I go to Mobile World Congress every year and I’ve been regularly disappointed by AOSP devices, but my opinion changed this past March. At the conference, phones like Xiaomi’s or those running CyanogenMod were sleek, elegant, and competitive with brand names. They had interfaces that I actually wanted to use and best of all, they were still cheap.
There has been a change in the device winds and I’m not the only one noticing:
Earlier this year Microsoft partnered with nearly a dozen Android device manufactures to pre-install Office -- a favorite among enterprises -- on their devices. Most of these manufacturers were not a part of the Open Handset Alliance, and thus not bound to Google Experience guidelines.
Cyanogen, in addition to its 50 million users, raised $80 million in capital led by some legitimate names: Twitter Ventures, Qualcomm Inc, Rupert Murdoch, Benchmark, Andreessen-Horowitz, Tencent, and more. Microsoft was also a minority investor in this round.
Xiaomi, which has been rising in the ranks as an “inexpensive, but beautiful” AOSP option, raised $1.1 billion in December 2014. It’s valued at $45 billion and is becoming “increasingly popular,” according to the press.
How this affects the enterprise
If you’re an enterprise this means one important thing: These devices, which you’re not used to seeing, are soon going to start popping up on your network as employees bring them to work.
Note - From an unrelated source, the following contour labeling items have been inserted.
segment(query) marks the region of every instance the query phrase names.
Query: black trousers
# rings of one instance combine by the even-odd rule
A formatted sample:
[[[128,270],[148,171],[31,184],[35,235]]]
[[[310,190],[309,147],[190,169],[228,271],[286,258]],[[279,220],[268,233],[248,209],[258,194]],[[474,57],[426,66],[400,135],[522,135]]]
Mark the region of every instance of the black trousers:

There are a few main concerns here: system applications, vulnerabilities, and third-party applications.
Vetting System Applications and vulns
Enterprise IT managers will need to ensure the system applications, which cannot be removed from the device, and software running on a device has been vetted for vulnerabilities and other security issues. Let’s look at the chain of vetting in a Google Experience device:
  1. Google - Google vets its own software using a number of performance tests to make sure it’s up to snuff and that vulnerabilities aren’t present.
  2. Manufacturer - Third-party manufacturers (such as Samsung) do their own tests to ensure the software meets their specific guidelines.
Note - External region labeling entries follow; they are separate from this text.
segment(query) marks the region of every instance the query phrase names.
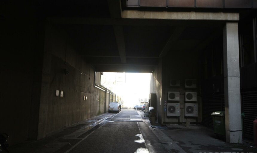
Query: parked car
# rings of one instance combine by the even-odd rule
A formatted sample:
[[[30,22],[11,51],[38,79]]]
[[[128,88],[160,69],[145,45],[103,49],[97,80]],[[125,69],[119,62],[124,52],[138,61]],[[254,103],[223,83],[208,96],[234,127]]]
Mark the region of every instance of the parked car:
[[[143,106],[142,106],[142,108],[141,108],[141,110],[142,110],[142,111],[144,111],[144,110],[145,111],[146,104],[144,104],[143,105]]]
[[[118,113],[120,112],[120,106],[117,102],[110,102],[109,104],[108,113],[115,112]]]
[[[142,109],[142,105],[138,105],[134,106],[134,108],[133,109],[134,110],[140,110]]]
  3. Carrier - Carriers then do their own vetting, determining that the system applications meet their compliance standards.
Traditionally, enterprises have relied on devices going through two or three of these vetting layers, trusting that security and efficiency best practices and interests are at heart. Forked AOSP devices oftentimes aren’t sold through carriers, however, so their devices only really see manufacturer-level vetting. Without as many layers to control for missteps or overlooked issues, enterprises should be a little nervous.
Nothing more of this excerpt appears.